- Born: April 4, 1851 Tredyffrin Township, Pennsylvania, U.S.
- Died: February 18, 1910 (aged 58) Lewisburg, Pennsylvania, U.S.
- Resting place: Rosedale Friends Cemetery, West Goshen Township, Pennsylvania, U.S.
- Occupation: Physician
- Spouse: Margaret Marshall (1856–1910; his death)

= George G. Groff =

American physician and author (1851–1910)

George G. Groff (April 4, 1851 – February 18, 1910) was an American scholar, physician and author.

== Early life ==
Groff was born in Tredyffrin Township, Welsh Tract, near Valley Forge in Chester County, Pennsylvania, in 1851, to John Groff and Susan Beaver. He was educated at Fremont Seminary in Norristown, Pennsylvania, West Chester Normal School (in 1874, as part of the first graduating class) and Ivy Institute. He graduated from the University of Michigan, Long Island College Hospital and the University of Leipzig. He received degrees from Long Island College Hospital, Lafayette College, Judson College, State College, Franklin & Marshall College and Susquehanna University.

== Career ==
After working as a laborer on the family farm until he was 17, Groff began teaching in public schools for a few years, along with serving a year as laboratory assistant at the University of Michigan, in 1879 Groff was appointed Professor of Organic Sciences at the University at Lewisburg (Bucknell University today). He remained in the role for the next 31 years. During his time in Lewisburg, he was also coroner of Union County, assistant surgeon of the National Guard of Pennsylvania, a member of the state board of agriculture, of the state board of health and entomological expert of the state board of agriculture.

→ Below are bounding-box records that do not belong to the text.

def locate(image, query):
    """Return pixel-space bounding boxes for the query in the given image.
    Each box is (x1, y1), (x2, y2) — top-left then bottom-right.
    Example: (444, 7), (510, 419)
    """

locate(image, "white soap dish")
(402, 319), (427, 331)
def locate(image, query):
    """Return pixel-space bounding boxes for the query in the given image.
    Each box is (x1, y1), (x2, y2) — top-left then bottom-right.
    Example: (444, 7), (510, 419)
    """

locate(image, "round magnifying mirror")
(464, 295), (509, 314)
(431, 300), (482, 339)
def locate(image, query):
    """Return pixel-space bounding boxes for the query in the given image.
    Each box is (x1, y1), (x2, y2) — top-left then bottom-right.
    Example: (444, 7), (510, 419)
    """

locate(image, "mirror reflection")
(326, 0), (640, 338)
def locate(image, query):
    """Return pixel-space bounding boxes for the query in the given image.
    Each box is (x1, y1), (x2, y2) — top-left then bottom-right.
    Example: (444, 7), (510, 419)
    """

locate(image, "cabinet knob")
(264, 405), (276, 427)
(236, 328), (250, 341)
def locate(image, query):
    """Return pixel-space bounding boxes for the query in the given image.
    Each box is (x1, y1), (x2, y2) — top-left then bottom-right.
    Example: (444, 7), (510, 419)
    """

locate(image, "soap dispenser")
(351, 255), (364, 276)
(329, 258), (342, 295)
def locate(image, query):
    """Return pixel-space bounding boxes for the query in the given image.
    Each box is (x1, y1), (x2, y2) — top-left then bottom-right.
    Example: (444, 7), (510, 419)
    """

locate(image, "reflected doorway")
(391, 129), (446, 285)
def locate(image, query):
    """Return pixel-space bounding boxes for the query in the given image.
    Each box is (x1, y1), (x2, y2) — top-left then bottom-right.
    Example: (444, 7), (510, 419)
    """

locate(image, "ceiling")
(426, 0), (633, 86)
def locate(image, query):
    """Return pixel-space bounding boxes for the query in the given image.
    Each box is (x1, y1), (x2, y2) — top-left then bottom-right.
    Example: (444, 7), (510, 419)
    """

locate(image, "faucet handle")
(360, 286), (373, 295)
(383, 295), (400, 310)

David J. Hill, former president of Bucknell, declared Groff to have been the father of co-education at the school. He advocated for women to be admitted to the college and be allowed to receive degrees. Between 1887 and 1888, Groff was acting president of the newly renamed Bucknell University.

For several years, Groff was the author of the majority of the health journals issued by the State of Pennsylvania. In 1889, he also organized the sanitary works at Johnstown, Pennsylvania, after the great flood.

In 1893, Groff was appointed to the Pan-American Medical Congress.

== Personal life ==
Groff married Margaret P. Marshall in 1880. They had a son, John C. Groff, among their five children.

U.S. President William McKinley appointed Groff a major and brigade surgeon in the Spanish–American War of 1898. In August 1898, he began a two-year stint as commissioner of the National Relief Commission in Puerto Rico. He was also a superintendent of education in Cuba.

He was a member of the Sons of the Revolution, the Pennsylvania German Society and the Welsh Society of Pennsylvania.

Groff was a descendent of George Bieber, an 18th-century immigrant to the United States from Alsace, France.

== Death ==
Groff died in 1910, aged 58, at his home on College Hill in Lewisburg. He had fallen ill the previous day while teaching a class, and had suffered from bouts of influenza in the past.

He was interred in Rosedale Friends Cemetery in West Goshen Township, Pennsylvania, in a family plot owned by his father-in-law William P. Marshall. Groff's wife survived him by fourteen years and was buried beside him upon her death.

== Bibliography ==
Groff wrote the following:

- Groff's Plant Analysis
- Groff's Chemical Note Book
- Groff's Mineral Analysis
- Quiz Questions in Physiology

He was also the author of series of school physiologies, farm and village hygiene, dairy hygiene, as well as a book on mineralogy.